The Law of Supply and the Supply Curve

 Supply is the willingness and ability to provide goods to the consumers.  The Law of Supply states:  As the price rises for a good the quantity supplied generally rises.  As the price falls, the quantity supplied also falls.  A direct relationship exists between price and quantity supplied.

 Increase in price and increase in production leads to an increase in profits.  Higher prices encourage more competition to join the market.  Higher prices turn potential suppliers into actual suppliers, adding to the total output.

 As with demand, graphs and tables can explain the Law of Supply.  Supply schedule : shows the quantity supplied at each given price.  A supply curve graphs the quantities supplied at each possible price.  The relationship between quantity and price is direct and always moving in the same direction.

 A change in quantity supplied is caused by a change in price.  Something other than price can cause a change in supply as a whole to increase or decrease.

 Price of Inputs  The price of inputs, or the costs of production- raw materials, wages, insurance, utilities, etc.- can cause an increase in supply.  Number of Firms in the Industry  Competition, or the number of companies in an industry, can cause an increase in supply

 Taxes  An increase in taxes can cause a decrease in supply.  If taxes increase, businesses will not be willing to supply as much as before because the cost of production will rise.  Technology  An improvement in technology can cause an increase in supply  Technology : the science used to develop new products or methods of production and distribution.

 Adding units to increase production increases total output for a limited time period.  The extra output for each additional unit will eventually decrease.  Businesses will continue to add units of a factor of production until doing so no longer increases revenue.

Putting Supply and Demand Together

 In the real world, demand and supply work together.  As the price of goods goes down, the quantity demanded rises and the quantity supplied falls.  As the price goes up, the quantity demanded falls and the quantity supplied rises.

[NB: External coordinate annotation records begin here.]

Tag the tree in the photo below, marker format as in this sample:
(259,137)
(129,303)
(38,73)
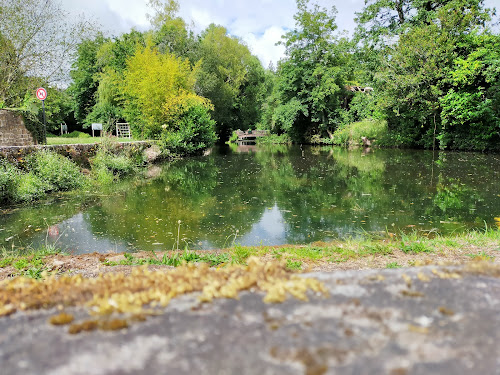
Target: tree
(311,79)
(380,20)
(231,78)
(84,75)
(471,107)
(160,90)
(39,37)
(415,80)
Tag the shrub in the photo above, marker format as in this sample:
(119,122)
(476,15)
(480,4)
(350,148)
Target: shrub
(58,172)
(193,133)
(8,176)
(76,134)
(352,133)
(29,187)
(119,165)
(274,139)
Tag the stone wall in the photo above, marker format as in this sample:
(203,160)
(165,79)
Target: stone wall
(79,153)
(13,132)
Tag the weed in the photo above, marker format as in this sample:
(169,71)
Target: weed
(175,260)
(393,265)
(59,173)
(415,247)
(293,265)
(240,254)
(481,256)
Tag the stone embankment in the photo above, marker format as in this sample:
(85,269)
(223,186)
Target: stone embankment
(429,320)
(77,152)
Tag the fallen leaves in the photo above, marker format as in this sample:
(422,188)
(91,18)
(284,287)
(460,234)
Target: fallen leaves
(144,291)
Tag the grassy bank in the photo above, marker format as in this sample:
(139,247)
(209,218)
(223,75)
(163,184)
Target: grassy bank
(400,251)
(43,172)
(70,141)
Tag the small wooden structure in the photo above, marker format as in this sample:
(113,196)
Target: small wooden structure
(98,127)
(123,130)
(64,128)
(250,135)
(359,89)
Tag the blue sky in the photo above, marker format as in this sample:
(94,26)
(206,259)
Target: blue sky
(260,23)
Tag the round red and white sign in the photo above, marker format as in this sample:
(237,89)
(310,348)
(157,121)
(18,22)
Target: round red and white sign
(41,93)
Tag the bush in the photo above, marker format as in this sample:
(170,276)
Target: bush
(57,172)
(352,133)
(76,134)
(8,179)
(29,187)
(274,139)
(193,133)
(118,165)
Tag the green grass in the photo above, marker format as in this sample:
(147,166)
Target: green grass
(69,141)
(30,263)
(393,265)
(293,265)
(174,260)
(481,256)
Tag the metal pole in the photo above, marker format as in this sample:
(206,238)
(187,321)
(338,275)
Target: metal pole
(44,125)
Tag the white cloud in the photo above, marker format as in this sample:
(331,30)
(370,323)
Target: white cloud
(264,46)
(260,23)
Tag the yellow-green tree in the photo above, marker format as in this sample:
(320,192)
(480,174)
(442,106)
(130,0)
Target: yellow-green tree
(150,80)
(161,102)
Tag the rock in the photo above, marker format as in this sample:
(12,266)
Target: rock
(428,320)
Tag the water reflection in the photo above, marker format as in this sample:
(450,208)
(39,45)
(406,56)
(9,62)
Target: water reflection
(270,195)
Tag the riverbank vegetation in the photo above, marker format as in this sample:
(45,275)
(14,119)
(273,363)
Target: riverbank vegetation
(403,250)
(422,75)
(45,171)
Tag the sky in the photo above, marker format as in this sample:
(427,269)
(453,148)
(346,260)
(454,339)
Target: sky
(259,23)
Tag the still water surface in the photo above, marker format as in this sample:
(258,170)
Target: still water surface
(271,196)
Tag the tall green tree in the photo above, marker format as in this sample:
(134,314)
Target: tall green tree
(38,37)
(231,78)
(415,80)
(311,78)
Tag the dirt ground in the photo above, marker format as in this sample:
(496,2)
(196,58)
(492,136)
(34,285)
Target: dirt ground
(91,265)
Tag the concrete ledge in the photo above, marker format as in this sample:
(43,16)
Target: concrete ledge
(79,152)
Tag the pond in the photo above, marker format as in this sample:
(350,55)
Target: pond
(252,195)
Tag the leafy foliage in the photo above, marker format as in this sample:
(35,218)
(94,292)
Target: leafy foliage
(309,91)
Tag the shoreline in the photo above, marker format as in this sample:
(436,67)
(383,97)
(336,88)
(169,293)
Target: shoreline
(324,257)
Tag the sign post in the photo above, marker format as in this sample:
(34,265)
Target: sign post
(41,94)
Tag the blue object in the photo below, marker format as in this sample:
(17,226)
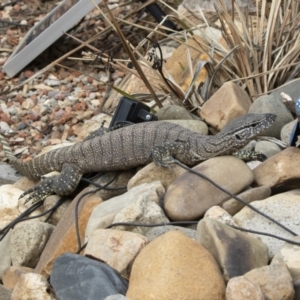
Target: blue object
(296,130)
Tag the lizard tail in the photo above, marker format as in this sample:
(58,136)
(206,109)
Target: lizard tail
(7,149)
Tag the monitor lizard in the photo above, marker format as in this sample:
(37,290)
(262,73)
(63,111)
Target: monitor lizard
(132,146)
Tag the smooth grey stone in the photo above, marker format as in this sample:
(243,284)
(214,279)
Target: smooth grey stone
(8,174)
(271,104)
(77,277)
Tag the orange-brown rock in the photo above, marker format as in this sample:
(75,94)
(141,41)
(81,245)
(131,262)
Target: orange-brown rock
(173,266)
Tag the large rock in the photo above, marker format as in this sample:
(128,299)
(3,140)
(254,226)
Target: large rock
(233,206)
(175,267)
(76,277)
(284,208)
(271,104)
(64,238)
(104,214)
(274,281)
(116,248)
(227,104)
(236,252)
(190,196)
(280,172)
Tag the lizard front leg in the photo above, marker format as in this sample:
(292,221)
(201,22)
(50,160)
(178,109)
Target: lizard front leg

 Sellers and buyers work together indirectly to place goods and the equilibrium price.  Equilibrium Price : the price at which the amount producers are willing to supply is equal to the amount consumers are willing to buy

 If the demand curve shifts due to something other than price, the equilibrium price will change.  If the supply curve shifts due to something other than price, the equilibrium price will change.

 Rising prices signal producers to make more and consumers to purchase less.  Falling prices signal producers to make less and consumers to purchase more.

 Types of Signals:  Shortages  Occurs when the quantity demanded (at equilibrium price) is greater than the quantity supplied.  Surpluses  Occurs when the quantity supplied (at equilibrium price) is grater than quantity demanded.  Market Forces  Can cause the prices to rise or fall to correct shortages and surpluses.

 On occasion the government will get involved in setting prices.  If the government believes the market forces of supply and demand are unfair it may try to protect consumers and suppliers.  Special interest groups use pressure on elected officials to protect certain industries.

 Price Ceilings  Price Ceilings : a maximum price set by the government to prevent prices from going above a certain level.  Items in short supply might be rationed.  Shortages can lead to a black market, or illegal places to purchase such products at exorbitant prices.  Price Floors  Price Floors : a minimum price set by the government to prevent prices from going below a certain level  Price floors set minimum wage levels and support agricultural prices.